Suppose that $n = p^iq^i$ , where $p$ and $q$ are distinct primes. If $\gcd(i, j) = k > 1$ , then $n$ can be expressed as $n = p^iq^j = p^{fk}q^{gk}$ where $\gcd(f, g) = 1$ . Hence, $n = \left(p^fq^g\right)^k$ . Letting $m = p^fq^g$ , we have $n = \left(p^fq^g\right)^k = m^k$ . How about a more concrete example?

Let's see if $1728$ can be expressed as a perfect power. Its prime factorization is $3^3 \cdot 2^6$ , and we notice that $\gcd(3, 6) = 3 > 1$ . Rewriting that product as $\left(3^1 \cdot 2^2\right)^3$ , we see that $1728$ is indeed $12^3$ .

Now, let's examine the first few terms of the sequence.

$\displaystyle \begin{aligned} & a_1 = 2 = 2^1 \\ & a_2 = 3 = 3^1 \\ & a_3 = 6 = 2^1 3^1 \\ & a_4 = 18 = 2^1 3^2 \\ & a_5 = 108 = 2^2 3^3 \\ & a_6 = 1944 = 2^3 3^5 \\ & a_7 = 209952 = 2^5 3^8 \\ & a_8 = 408146688 = 2^8 3^{13} \\ & \cdot \\ & \cdot \\ & \cdot \end{aligned}$

We can write a general term for $a_n$ :

$\large a_n = \begin{cases} 2, n = 1 \\ 3, n = 2 \\ 2^{F_{n - 2}} \ 3^{F_{n - 1}}, n \geq 3 \end{cases}$

where $F_k$ is the $k^{\text{th}}$ Fibonacci with $F_1 = 1$ and $F_2 = 1$ . Where'd the Fibonacci numbers come from? They result in multiplying successive powers of $2$ and $3$ , with powers adding up due to exponent rules.
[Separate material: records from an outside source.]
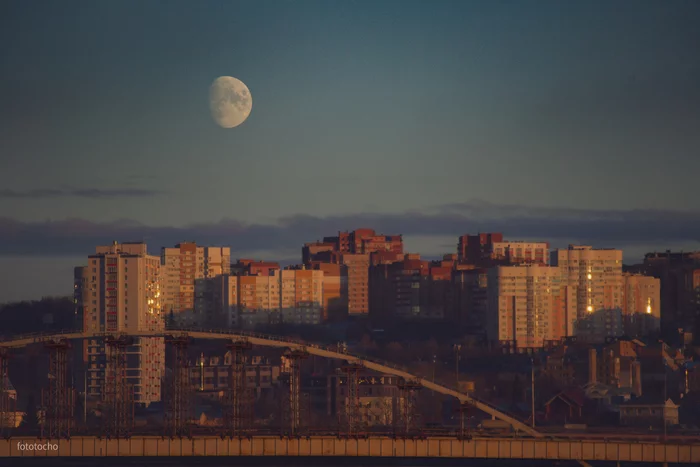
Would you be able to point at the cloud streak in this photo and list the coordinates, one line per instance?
(77, 193)
(601, 228)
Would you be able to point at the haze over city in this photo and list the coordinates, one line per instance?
(563, 122)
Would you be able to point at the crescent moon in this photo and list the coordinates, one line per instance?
(230, 101)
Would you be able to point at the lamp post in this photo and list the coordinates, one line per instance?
(458, 348)
(663, 410)
(85, 397)
(532, 389)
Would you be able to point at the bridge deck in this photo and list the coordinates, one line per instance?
(442, 447)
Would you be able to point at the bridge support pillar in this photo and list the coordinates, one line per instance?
(353, 413)
(180, 397)
(58, 398)
(408, 418)
(8, 404)
(464, 409)
(291, 410)
(238, 401)
(117, 392)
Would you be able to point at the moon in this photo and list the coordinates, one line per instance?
(230, 101)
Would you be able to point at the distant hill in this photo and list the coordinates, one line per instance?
(47, 314)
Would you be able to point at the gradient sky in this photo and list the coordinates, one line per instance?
(560, 121)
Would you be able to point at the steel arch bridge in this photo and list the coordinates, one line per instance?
(278, 342)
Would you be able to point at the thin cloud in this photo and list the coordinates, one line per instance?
(77, 193)
(602, 228)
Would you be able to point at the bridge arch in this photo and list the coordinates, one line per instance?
(281, 342)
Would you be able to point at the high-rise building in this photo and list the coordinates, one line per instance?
(520, 252)
(185, 269)
(593, 290)
(353, 250)
(642, 304)
(358, 283)
(365, 241)
(680, 289)
(470, 297)
(525, 307)
(473, 249)
(122, 294)
(335, 290)
(410, 289)
(292, 296)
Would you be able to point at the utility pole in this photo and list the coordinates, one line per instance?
(85, 397)
(457, 348)
(665, 397)
(532, 390)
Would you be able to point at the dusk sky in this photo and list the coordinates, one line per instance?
(563, 121)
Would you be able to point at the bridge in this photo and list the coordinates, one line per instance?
(284, 343)
(527, 443)
(582, 452)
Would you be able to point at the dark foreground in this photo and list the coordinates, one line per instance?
(311, 462)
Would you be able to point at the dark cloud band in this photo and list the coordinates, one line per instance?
(601, 228)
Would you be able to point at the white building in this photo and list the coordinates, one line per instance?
(123, 293)
(291, 296)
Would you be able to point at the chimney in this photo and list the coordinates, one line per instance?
(592, 366)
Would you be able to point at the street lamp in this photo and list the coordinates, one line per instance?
(532, 390)
(458, 348)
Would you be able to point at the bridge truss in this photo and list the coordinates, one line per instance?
(117, 392)
(408, 415)
(8, 403)
(239, 402)
(179, 414)
(58, 398)
(294, 400)
(353, 417)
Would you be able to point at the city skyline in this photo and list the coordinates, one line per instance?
(562, 123)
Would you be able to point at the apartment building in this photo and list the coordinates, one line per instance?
(211, 373)
(353, 250)
(472, 249)
(593, 294)
(411, 289)
(526, 309)
(335, 290)
(185, 270)
(470, 297)
(516, 252)
(641, 305)
(290, 296)
(123, 293)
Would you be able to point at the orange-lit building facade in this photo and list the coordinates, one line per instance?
(185, 270)
(292, 296)
(641, 304)
(353, 250)
(520, 252)
(525, 307)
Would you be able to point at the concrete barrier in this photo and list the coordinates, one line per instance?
(486, 448)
Now let's prove that any two consecutive Fibonacci numbers are coprime using induction.

We have $F_1 = 1, F_2 = 1, F_3 = 2,…$ , so $\gcd(F_1, F_2) = 1$ . Hence, the base case $P(1)$ is true.

Now suppose that $\gcd(F_n, F_{n+1}) = 1$ ; we will show that $\gcd(F_{n+1}, F_{n+2}) = 1$ . Consider $\gcd(F_{n+1}, F_{n+2}) = \gcd(F_{n+1}, F_{n+1} + F_n)$ . Then $\gcd(F_{n+1}, F_{n+1} + F_n) = \gcd(F_{n+1}, F_n) = 1$ , because $\gcd(a, a + b) = \gcd(a, b)$ . We have proven that $P(n + 1)$ is true.

Hence, $\gcd(F_n, F_{n+1}) = 1 \ \forall \ n > 0$ .

We can see that $a_1 = 2$ and $a_2 = 3$ cannot be expressed in the form $x^y$ for positive integers $x, y$ with $y > 1$ . Since consecutive Fibonacci numbers $F_{n - 2}$ and $F_{n - 1}$ will always be coprime for $n \geq 3$ , $a_n = 2^{F_{n - 3}} \ 3^{F_{n - 2}}$ cannot be expressed as a perfect power $x^y$ .

Our answer is $\boxed{0}$ .